その日も俺は橋の下に向かっていた。秋雨の降りしきる夜で、ずいぶん冷え込んだのを覚えている。前回と同じ場所に軽トラを停車し腰に懐中電灯をさげると、雨合羽を羽織って車から降りる。雨にはうんざりするけれど、人目を避けるには都合がよかった。

 この間捨てたタンスの前に、トランペットとごみ袋が放置してある。誰だ、散らかしやがったのは。睨みつけると、その位置をめがけて運んできた廃材を放り込んだ。
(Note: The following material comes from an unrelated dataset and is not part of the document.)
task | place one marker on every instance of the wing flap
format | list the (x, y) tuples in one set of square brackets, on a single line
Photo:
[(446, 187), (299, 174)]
 軽トラとの往復を繰り返し、数十分経った頃だろうか。雨がいっそうひどくなって来て、さすがに今夜は帰ろうかとそう思い始めた時だった。

「……あ?」

 雨の中に、何かがいた。

 そっと拳を握り、息を詰めてゆっくりそれに懐中電灯を向ける。

 したたる雨のさなか、懐中電灯が照らしだしたのは傘を深く差した女の姿だった。ヒールを泥だらけにした、真っ赤なワンピースの痩せこけた女。それが、いつの間にか自分のすぐそばに立っていたのだ。いったいどこから現れたというのだろう。足音にはまったく気づかなかった。

 ゆっくりと、女の傘があがる。その下の顔がこちらを向いた。

傘の下のその顔は、若いようにも年老いているようにも見える。その区別がつかないほどに、眼窩が落ちくぼんで生白く薄気味が悪かったのだ。それなのに口紅だけは異様に赤い。もし幽霊なんてものがいるとしたら、こんな顔をしているだろうと思える顔だった。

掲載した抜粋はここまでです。